Foto: "Roma Romeo und Sinti Carmen" am Jungen Staatstheater Karlsruhe. Sebastian Reich (José) & Veronika Bachfischer (Carmen) © Felix Grünschloss
Text:Manfred Jahnke, am 24. September 2013
Immer virtuoser schiebt der Autor Holger Schober in seinen Stücken verschiedene Ebenen ineinander, Gegenwart und Vergangenheit, Erzählen und Dialog, Referat und Spiel, Realität und Fiktion. Und stets greift er dabei zu großen Themen, in diesem Fall die Verfolgung der „Zigeuner“ im Dritten Reich und die bis heute anhaltende Diskriminierung von Sinti und Roma.
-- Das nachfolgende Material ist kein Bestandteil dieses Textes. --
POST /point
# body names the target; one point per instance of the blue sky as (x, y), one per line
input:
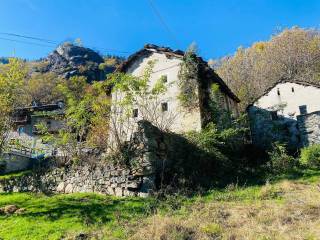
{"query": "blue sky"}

Weil Carmen und Josef der Dritte, beide Wohlstandskinder, sich nicht so besonders sympathisch sind, ist dem Jungen „Ich heiße Adolf Hitler“ herausgerutscht. Die anschließende Schlägerei zwischen den Beiden wird von der Schule mit der Strafaufgabe eines Referats, eben über die Zigeuner, geahndet, das beide gemeinsam erarbeiten und vortragen sollen. Nach anfänglichen Schwierigkeiten kommen die beiden zusammen und sie beschließen, in den Pfingstferien als Zigeuner mit einem alten Wohnwagen durch Baden-Württemberg zu fahren. Die Geschichte von diesem Roadmovie wird ebenso wie das Referat – und die Powerpoint-Präsentation darf da nicht fehlen -, als Rückblende erzählt. Die beiden sind unterwegs, erzählen von ihren meist nicht guten Erfahrungen, bis dann am Ende der Wohnwagen in einer Kleinstadt von jungen Glatzen abgefackelt wird. Dann führt die Rahmenhandlung wieder in die Gegenwart. Carmen und Josef wenden sich an das Publikum: „Ihr habt das doch jetzt nicht geglaubt oder?“ „Diesen ganzen klischierten Betroffenheitsblödsinn.“ Und sie erzählen noch von einer Begegnung mit einem jungen Zigeuner, der berichtet, wie Jugendliche ihm zugerufen haben: „Hitler hat vergessen euch zu vergasen!“
Das Stück „Roma Romeo und Sinti Carmen“, vollgepfropft mit Pointen, spielt von Anfang bis Ende humorvoll mit Klischees. In der Dramaturgie bildet sich die Naivität der beiden Jugendlichen ab: Ihr Wunsch, in der Verkleidung der Zigeuner deren heutige Erfahrungen mit den immer noch aus alter Zeit geltenden gesellschaftlichen Vorurteilen zu teilen, ist ein Rollenspiel. Wenn Holger Schober dabei seine Figuren aus einer humorvollen Distanz beschreibt, bleibt er andererseits in den Figurenperspektiven hängen, so dass die Erfahrungen von Josef und Carmen oberflächlich bleiben. Sebastian Reich spielt Josef den Dritten mit großer Coolness, macht aber hinter der scheinbar überlegenen männlichen Geste die Unsicherheit seiner Figur durchsichtig, ein einsamer Wolf. Veronika Bachfischer agiert als quirlige Carmen, emotional aufbrausend und hinter aller Aktivität doch auch die Einsamkeit ihrer Figur ausstellend: Eine Liebesgeschichte in Zeiten der Coolness wird auch erzählt. Tim Krstin setzt in seiner Regie auf Tempo. Dabei hilft das Bühnenbild von Maude Vuilleumier, die auf die rechte Seite der Bühne eine große Holzkiste stellt, die zumeist als Wohnwagen dient, aus dem dann auch eine große runde rote Matte und zwei Bettdecken geholt werden, um auf der linken Seite das Zimmer von Carmen anzudeuten. Manchmal verschwinden auch die Spieler durch zwei Türen im Hintergrund, der in der Mitte durch eine Treppe geteilt wird, die zu einem offenen Kleiderschrank führt. So lässt dieser Raum Tempo und Spiel zu.